Estimating Time to Failures
Progressive Deterioration of Components
All components have a limited lifespan. Factory tested components are often supplied with data on expected time to failure and mean time between failures. Such certification is based around testing components under repeated operational stress conditions in a test environment. In some cases, the durability of the components may be based on their material properties (e.g. rail, sleepers etc.) and in others on the electrical and mechanical properties (e.g. sensors, pcbs, processors, storage etc.) In the real-world, components are subjected to outdoor conditions that are often not easy to simulate in factory test environments. For example, changes in outdoor temperatures, effect of rain, humidity, vibrations, unexpected loads and several other factors can cause damage to the component and lead to its premature failure. Predictive maintenance is built around a central premise, i.e. “early prediction of future failures can be used for timely maintenance that increases overall time to failure of that component and is lower in cost than repairs when the component fails completely”. For this, regular monitoring of component conditions is crucial to generate enough statistical data on their deterioration that can be used to predict their future maintenance needs.
Estimation – what does it involve?
Estimating time to failure is a mathematical modelling process that is optimised to the needs of a specific rail network. Whether we are estimating the time to failure for a rolling stock component or a track component, the process is the same which includes:
- Quantifying material properties of the component as an input into the process that uses data on how these materials degrade over time.
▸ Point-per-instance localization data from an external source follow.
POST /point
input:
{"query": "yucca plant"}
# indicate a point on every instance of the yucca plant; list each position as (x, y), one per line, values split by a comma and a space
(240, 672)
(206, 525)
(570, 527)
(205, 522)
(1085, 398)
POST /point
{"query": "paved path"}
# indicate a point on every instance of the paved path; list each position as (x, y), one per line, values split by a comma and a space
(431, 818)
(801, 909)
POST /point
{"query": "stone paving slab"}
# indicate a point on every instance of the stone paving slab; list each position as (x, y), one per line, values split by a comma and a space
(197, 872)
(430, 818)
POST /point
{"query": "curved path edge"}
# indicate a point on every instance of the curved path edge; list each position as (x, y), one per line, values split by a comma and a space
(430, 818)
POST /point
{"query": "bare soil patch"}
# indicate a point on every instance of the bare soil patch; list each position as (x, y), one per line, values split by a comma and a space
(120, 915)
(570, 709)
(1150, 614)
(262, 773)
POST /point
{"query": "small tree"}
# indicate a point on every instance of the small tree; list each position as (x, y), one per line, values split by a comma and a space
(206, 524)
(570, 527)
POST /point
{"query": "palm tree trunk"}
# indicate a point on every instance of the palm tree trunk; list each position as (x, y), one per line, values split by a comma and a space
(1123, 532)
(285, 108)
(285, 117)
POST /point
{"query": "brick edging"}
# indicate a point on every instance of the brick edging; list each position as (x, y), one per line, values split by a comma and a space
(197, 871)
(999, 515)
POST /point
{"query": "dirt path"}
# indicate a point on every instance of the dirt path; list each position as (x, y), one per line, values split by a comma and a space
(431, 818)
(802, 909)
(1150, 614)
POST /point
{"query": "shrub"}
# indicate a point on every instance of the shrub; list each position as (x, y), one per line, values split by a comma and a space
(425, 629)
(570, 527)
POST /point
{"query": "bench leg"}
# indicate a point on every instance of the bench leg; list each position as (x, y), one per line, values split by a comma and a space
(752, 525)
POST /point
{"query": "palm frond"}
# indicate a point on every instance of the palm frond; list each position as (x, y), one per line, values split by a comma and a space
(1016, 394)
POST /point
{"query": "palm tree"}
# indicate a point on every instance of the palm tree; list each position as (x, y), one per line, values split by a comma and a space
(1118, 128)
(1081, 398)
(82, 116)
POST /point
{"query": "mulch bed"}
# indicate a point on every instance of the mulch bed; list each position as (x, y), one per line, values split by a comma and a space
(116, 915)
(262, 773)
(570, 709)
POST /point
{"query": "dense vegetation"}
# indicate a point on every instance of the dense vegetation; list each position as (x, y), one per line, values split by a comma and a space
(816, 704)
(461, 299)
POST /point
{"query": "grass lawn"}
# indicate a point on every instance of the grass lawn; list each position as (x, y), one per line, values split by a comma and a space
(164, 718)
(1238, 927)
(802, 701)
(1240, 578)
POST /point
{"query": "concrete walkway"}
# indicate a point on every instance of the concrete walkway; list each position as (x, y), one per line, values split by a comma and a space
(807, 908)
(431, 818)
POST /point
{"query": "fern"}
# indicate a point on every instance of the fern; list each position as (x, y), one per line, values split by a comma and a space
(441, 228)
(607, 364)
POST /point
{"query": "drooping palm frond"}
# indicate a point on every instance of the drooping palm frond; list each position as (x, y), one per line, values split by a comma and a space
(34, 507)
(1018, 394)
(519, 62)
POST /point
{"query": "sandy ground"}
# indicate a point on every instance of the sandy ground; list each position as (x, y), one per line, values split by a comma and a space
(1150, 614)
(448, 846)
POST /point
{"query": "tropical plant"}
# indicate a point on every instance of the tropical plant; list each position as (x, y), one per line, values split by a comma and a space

- Quantifying railway usage data, e.g. load, vibrations, etc. subjected to the component
- Quantifying environmental decay factors and their effect on component life
- Choosing a decay model, linear, quadratic or polynomial
Once this data is available, we can use two different approaches to estimating time to failure include:
- A probabilistic modelling approach which generates a mathematical model using the above factors
- A neural network based predictor using the above as inputs and generating a time to failure estimate
In both cases, substantial data on past failures is needed from the railway to use the experience in such a design and verify whether the system is capable of predicting even historic events to demonstrate that it can also predict future events.